The first half of the week we stayed with friends from our time at college. It was great to just be able to spend time together. One day was very wet, and spent at the RAF museum at Hendon (some great insights into spiritual warfare, which I might post some time); the next hot and dry, and spent picnicking in style.
The second half of the week was spent in Sheffield, very relaxing, catching up with lots of friends, including celebrating Jo’s birthday with three homemade cakes over two days; and culminating in being at Philadelphia to witness several people make their temporary vows (3-year initial or novitiate vows) or permanent vows (can be taken after 3 years, or within a further 3-year period) within The Order of Mission (Jo and I became temporaries in 2003, and permanents in 2007). It was great to see various TOM friends, scattered across various countries over a number of years, there, as we were, for the occasion. It was also great to meet people who had come from USA and Scandinavia for Pilgrimage (and really encouraging to see the Lutheran churches commitment to ordaining young adults to serve as church leaders).

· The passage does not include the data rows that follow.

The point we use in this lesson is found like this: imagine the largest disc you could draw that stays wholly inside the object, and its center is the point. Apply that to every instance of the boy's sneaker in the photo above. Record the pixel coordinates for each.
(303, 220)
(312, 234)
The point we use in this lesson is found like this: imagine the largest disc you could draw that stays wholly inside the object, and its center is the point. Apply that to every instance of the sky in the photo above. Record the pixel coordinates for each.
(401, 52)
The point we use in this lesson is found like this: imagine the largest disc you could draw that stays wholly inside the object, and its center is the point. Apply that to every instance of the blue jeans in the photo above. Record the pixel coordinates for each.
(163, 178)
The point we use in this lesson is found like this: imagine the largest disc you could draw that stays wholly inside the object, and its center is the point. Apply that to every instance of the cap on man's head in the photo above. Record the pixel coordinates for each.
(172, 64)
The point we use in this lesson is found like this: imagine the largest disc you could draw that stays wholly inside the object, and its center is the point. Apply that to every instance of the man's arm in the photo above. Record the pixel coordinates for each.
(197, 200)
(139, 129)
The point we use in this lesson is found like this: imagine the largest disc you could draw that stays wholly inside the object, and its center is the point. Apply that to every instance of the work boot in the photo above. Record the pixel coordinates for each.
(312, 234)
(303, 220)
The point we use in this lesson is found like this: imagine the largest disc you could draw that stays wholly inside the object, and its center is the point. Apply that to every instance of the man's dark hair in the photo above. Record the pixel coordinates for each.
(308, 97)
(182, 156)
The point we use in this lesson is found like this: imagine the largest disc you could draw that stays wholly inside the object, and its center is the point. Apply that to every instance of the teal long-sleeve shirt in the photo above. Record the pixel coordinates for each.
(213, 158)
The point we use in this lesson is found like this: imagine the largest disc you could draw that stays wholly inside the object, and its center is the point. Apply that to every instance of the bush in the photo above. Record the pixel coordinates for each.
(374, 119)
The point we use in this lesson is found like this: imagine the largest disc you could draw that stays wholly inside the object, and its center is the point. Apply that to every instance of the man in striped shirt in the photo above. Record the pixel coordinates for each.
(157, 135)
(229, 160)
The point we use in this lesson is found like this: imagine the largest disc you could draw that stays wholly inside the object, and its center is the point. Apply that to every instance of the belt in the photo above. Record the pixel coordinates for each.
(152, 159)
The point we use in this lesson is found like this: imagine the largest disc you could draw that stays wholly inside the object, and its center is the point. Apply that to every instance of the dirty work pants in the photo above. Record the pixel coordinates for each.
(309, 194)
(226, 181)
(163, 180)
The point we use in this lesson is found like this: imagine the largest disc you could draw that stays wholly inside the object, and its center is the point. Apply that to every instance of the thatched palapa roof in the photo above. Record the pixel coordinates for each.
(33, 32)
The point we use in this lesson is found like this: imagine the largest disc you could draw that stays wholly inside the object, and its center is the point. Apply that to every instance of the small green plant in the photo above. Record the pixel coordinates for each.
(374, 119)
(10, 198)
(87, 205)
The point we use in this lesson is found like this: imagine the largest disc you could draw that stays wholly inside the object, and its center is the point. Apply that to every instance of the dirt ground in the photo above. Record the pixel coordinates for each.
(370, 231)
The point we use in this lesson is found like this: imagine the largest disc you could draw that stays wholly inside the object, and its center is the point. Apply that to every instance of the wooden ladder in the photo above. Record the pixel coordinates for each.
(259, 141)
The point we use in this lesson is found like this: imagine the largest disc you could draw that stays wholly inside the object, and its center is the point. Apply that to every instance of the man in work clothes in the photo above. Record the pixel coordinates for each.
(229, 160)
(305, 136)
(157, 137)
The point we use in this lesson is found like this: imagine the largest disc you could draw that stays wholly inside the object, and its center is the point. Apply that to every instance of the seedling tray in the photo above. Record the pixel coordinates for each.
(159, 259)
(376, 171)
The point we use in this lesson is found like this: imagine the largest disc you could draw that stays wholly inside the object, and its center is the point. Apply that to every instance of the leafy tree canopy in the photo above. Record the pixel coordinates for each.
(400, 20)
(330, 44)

The journey home was spent listening to Pete James’ new album, Dreams, Reality And Everything In Between. All three of our children love it, Pete – especially the heavier/retro rock tracks. Particular favourites are the opening call to worship ‘Come Everybody Let’s Go’ and the creed ‘We Believe.’ Regardless of whether or not one likes the style, the substance is significant here. Too often, churches are seeking to be so ‘normal’ an experience for the unfamiliar visitor that we forget why we gather at all – not primarily to meet with friends, but to meet, together, with God who welcomes us into his house. We need the call to worship to form within us the reason we are there; to become a well-worn path (familiarity breeds contempt in the one who is contemptuous; but it nurtures confidence and competence – identity and authority – in the one who loves because they know that they are loved). And we need creeds, to carry for us and to form within us the faith the church has professed down through the ages. Too often, where churches have decided that written/corporately-spoken liturgy is culturally inappropriate, they have failed to do the work of translating liturgy into what would be considered culturally appropriate forms. The consequence is Christians who no longer know what Christians believe, who have no foundation to build on. So thank you, Pete, for the work you have put in here.